The hen of the woods are starting to come in, pretty much on schedule this year--I expect to see them in early September and continuing through the month. Last year they apparently started in mid-August, and since I wasn't tuned in, most of what I found late in August and early September were already way past their prime. Which was a shame, because it's one of my favorite wild mushrooms, and certainly the most abundant, at least in terms of sheer weight, since a single specimen can weigh several pounds.
|Not the most beautiful of specimens, but it worked well in the confit after some trimming.|
The sudden influx of fungal flesh presents a problem, along with much pleasure. It's a versatile mushroom, excellent sauteed, roasted, even grilled, and it's an amenable companion to pretty much any meat or fish. With its firm texture it can add a meaty element to vegetable dishes, like a promiscuous ragout of the almost paralyzing variety of garden produce available now, served over polenta or noodles. One of my favorite ways to serve it is a simple saute of hens and red onion or shallot in plenty of olive oil, tossed with noodles and sprinkled with excellent aged gouda, like Marieke.
|Well-rinsed, shredded hens in the casserole with sunflower oil and tasty duck and pork fat.|
So we eat a lot of it fresh when we have it, but can rarely consume it all, even after giving away a quantity. I've yet to find a satisfactory way to preserve it. I think some people dry it, and I should look into that some more, though that seems a last-ditch approach.
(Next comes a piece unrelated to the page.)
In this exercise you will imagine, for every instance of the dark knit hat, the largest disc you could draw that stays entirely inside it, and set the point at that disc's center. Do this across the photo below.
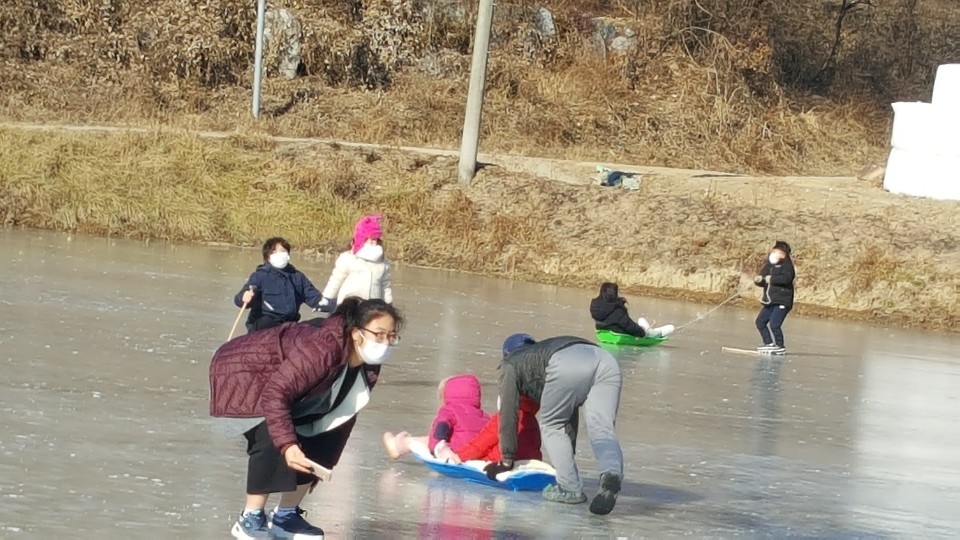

The best I've come up with so far is par-cooking it with oil, either in the fry pan or oven, then packing portions into plastic bags and freezing it. The confit presented here today takes that approach to the extreme, cooking the mushrooms in a lot of fat for a long time. Initial impression: it's a winner.
|After a couple hours in the oven.|
I took 12 ounces of cleaned, trimmed hens, torn into shreds about an inch wide and three inches long--of course, these are going to be pretty irregular, doesn't matter. I tossed the shreds with a teaspoon of salt, and added these to a lidded glass casserole along with:
1/2 a big shallot (2 ounces by weight) sliced
3 cloves of garlic peeled and halved lengthwise
a few sprigs of fresh thyme
10 black peppercorns
5 juniper berries, crushed
3/4 cup fat
For the fat here, I used 1/2 cup sunflower oil and 1/4 cup of a pork and duck confit blend. Next time I'll try it with all sunflower oil. I would add more shallots next time, too.
Stick the covered casserole in a 350 oven for an hour, tossing every 15 minutes. Lower the heat to 300, remove the lid, and cook for another hour or so, again tossing from time to time.
The mushrooms will give off a lot of water at first. In the long cooking this water will evaporate, and at the end the hens will wind up almost frying gently in clear, pure fat. If you've made duck or another kind of meat confit before, this will sound familiar. It's the exact same progression.
At the end I removed the hens from the fat, not bothering to drain them particularly well, and found that 8 ounces remained from the original 14-plus ounces of hens, shallots, etc. And I was able to pour out a generous half cup of fat from the 3/4 cup that went in. The hen shreds remain a firm, appealing texture, and they're imbued with the aromatic additions and the tang of flavorful fat. I packed them into a Weck jar, and when I added back the fat, it came right to the top. I'll keep it in the fridge for a while and see how the flavors develop. With the next batch I may try freezing some.
For a lovely lunch on a cool breezy day, after spending the morning in the garden harvesting ahead of possible frost this weekend, I threw some of the hen confit in a pan along with some slivered jalapeno. The hens shed a good bit of oil, and when they were hot and the chile wilted, I removed them from the pan and tossed them with a few leaves of parsley. A little butter in the pan, and I soft-scrambled a couple of eggs. Served with the hens on top, sliced tomatoes on the side, toasted sourdough.
I'm ready to get back in the garden, then later perhaps into the woods again, to see if there are more hens about.